In its filings, the administration, according to CNN, has asked the nine apex court judges to consider the legality of President Trump's executive order that was halted by the US 4th Circuit Court of Appeals.
The case marks the President's first test of his travel ban in the nation's highest court.
Last month, the 4th Circuit Court of Appeals largely affirmed a federal judge's decision from March, which found the core provision of the revised executive order -- temporarily blocking foreign nationals from six Muslim-majority countries from entering the US as possibly violative of the U.S. Constitution because prima facie it appeared to be discriminatory against Muslims.
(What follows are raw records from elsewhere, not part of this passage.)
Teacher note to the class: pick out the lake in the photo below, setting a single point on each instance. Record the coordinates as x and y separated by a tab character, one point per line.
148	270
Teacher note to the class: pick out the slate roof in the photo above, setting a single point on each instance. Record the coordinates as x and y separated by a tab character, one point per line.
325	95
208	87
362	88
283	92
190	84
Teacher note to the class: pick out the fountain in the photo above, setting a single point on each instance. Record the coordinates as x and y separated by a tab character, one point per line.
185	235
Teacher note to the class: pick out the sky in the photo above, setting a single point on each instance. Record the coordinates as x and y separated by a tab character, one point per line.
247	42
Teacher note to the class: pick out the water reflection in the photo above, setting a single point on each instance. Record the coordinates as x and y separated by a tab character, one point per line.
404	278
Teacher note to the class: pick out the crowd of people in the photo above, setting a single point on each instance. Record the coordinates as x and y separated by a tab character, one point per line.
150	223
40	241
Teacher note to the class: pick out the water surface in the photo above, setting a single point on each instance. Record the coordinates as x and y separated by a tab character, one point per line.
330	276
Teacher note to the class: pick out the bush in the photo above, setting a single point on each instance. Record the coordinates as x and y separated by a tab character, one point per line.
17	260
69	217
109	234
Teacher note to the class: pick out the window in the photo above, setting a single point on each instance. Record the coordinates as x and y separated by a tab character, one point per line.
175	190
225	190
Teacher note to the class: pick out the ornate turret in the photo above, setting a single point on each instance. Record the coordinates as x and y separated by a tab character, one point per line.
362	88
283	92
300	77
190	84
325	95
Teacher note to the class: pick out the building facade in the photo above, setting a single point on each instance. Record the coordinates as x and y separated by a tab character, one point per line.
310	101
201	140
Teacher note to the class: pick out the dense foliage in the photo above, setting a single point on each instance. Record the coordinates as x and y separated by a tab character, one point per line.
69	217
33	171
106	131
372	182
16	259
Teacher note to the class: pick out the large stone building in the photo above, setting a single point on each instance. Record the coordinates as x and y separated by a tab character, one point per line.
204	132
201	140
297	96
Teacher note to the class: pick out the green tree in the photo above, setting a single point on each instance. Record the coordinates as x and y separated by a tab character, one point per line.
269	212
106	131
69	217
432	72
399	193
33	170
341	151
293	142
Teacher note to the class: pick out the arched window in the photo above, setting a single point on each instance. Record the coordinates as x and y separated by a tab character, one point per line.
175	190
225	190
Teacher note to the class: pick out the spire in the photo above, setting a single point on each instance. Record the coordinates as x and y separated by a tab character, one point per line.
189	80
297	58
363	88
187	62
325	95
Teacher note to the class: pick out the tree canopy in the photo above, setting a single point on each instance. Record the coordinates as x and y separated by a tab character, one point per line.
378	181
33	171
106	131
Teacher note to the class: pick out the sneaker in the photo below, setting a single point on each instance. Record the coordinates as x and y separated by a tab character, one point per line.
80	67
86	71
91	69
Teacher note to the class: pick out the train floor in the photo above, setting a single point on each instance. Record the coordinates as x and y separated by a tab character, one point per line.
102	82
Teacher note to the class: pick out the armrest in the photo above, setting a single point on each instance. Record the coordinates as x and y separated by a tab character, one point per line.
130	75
"We have asked the Supreme Court to hear this important case and are confident that President Trump's executive order is well within his lawful authority to keep the nation safe and protect our communities from terrorism," CNN quoted Justice Department spokesperson Sarah Isgur Flores, as saying.
Flores added, "The President is not required to admit people from countries that sponsor or shelter terrorism, until he determines that they can be properly vetted and do not pose a security risk to the United States."
The administration argues the travel ban should be allowed to go into effect now while the court looks at the ultimate legality of Trump's executive order later this year.
Legal experts are seeing the executive order as an interesting procedural move. There are some in favour of the ban and some who are not, given that terror strikes have become frequent and a global phenomenon.